There is a saying: "If it aint broke don't try and fix it" so how do you approach the redesign of a website that's already attained #1 Google rankings?
Sub@omic built the original website for Prestige Print in 2008 but, over the course of the 7 years the website was live and winning new business, things had changed to the point where the website needed to be totally overhauled.
The big shift in the marketplace had been the move towards mobile and tablets away from desktops and laptops. Whilst Prestige Print's website worked perfectly on the small screen, Internet bandwidth had opened-up plus desktop displays had become larger and capable of displaying high resolution, high definition images.

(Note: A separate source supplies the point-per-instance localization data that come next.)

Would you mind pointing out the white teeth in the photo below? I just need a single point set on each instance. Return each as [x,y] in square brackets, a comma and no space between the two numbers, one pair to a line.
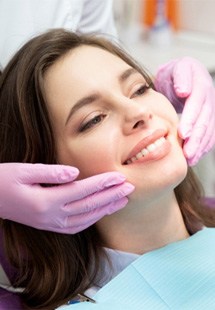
[139,155]
[145,152]
[159,141]
[150,148]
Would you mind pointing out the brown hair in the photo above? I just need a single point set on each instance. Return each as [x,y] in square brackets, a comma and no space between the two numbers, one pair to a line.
[55,267]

Instead a of building a new website for the business, Sub@omic jumped-upon Prestige's full-page, infinitely-scrolling design layout and built a web app. What's the difference? Well, a web app is built to manage and automate a specific business process or task such as generating quotations, estimates or, in this case, cataloguing over 1,700 marketing design ideas for estate agents.

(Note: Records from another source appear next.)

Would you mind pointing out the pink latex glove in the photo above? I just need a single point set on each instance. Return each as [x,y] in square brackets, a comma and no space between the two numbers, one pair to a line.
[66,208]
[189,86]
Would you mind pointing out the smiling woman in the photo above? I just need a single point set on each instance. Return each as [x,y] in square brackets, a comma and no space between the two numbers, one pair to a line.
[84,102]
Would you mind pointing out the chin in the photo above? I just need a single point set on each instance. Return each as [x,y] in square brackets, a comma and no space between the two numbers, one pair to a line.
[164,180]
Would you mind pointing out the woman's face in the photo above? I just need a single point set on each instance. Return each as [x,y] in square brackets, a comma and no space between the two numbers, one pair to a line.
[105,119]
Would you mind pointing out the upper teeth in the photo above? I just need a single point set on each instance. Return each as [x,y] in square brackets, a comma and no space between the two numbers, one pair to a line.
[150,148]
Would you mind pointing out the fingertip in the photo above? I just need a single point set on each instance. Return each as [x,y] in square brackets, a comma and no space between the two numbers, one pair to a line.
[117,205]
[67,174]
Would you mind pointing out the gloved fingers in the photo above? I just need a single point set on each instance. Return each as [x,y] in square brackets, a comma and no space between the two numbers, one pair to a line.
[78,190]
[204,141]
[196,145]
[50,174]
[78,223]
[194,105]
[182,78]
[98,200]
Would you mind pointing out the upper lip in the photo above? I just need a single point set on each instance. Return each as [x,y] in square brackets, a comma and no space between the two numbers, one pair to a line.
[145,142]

Prestige took the opportunity and rebranded itself into Prestive Creative whilst Sub@omic used all the existing website content and turned the #1 ranking website into a #1 ranking web app. Because all the website content was already held and managed on the webserver in a MySQL database, Prestige were saved the time and effort associated with rewriting over 1,700 pages of SEO content.

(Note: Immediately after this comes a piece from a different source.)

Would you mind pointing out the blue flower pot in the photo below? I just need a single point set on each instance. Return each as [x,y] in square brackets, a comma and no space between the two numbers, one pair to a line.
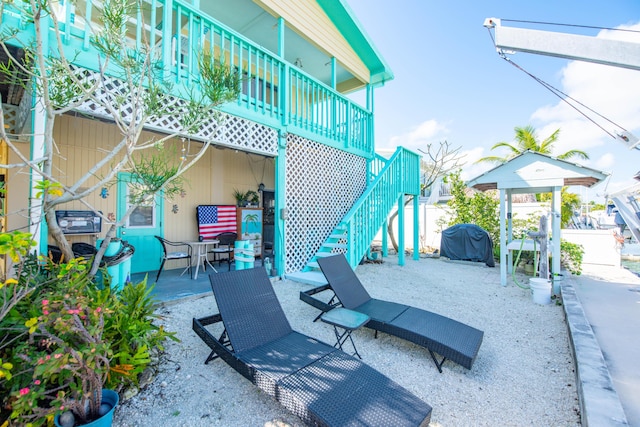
[109,397]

This web app uses responsive HTML5 techniques to deliver a consistently branded look and feel regardless of the device an estate agent chooses to browse with. The full screen web page layout does more than simply collapse; depending upon the width of the device being used, different parts of the web page are switched-off so that boxes of text are correctly presented and space the design requires on a widescreen, desktop view is collapsed for the mobile viewer. Additionally, the website lets the web browser choose the most appropriate filesize based upon device screen width and offers the browser up to 3 different resolutions of images (from 440px2 - 1,438px2) - some refer to these kinds of responsive images as retina images. We like to think of them as HD images.
So, a fullscreen web app that throws HD images about is going to be slow, right? Wrong! We compared our web app to the website of the closest competitor and discovered that it used 18% less bandwidth when first loading and loads 25% (just over a second and a quarter) faster.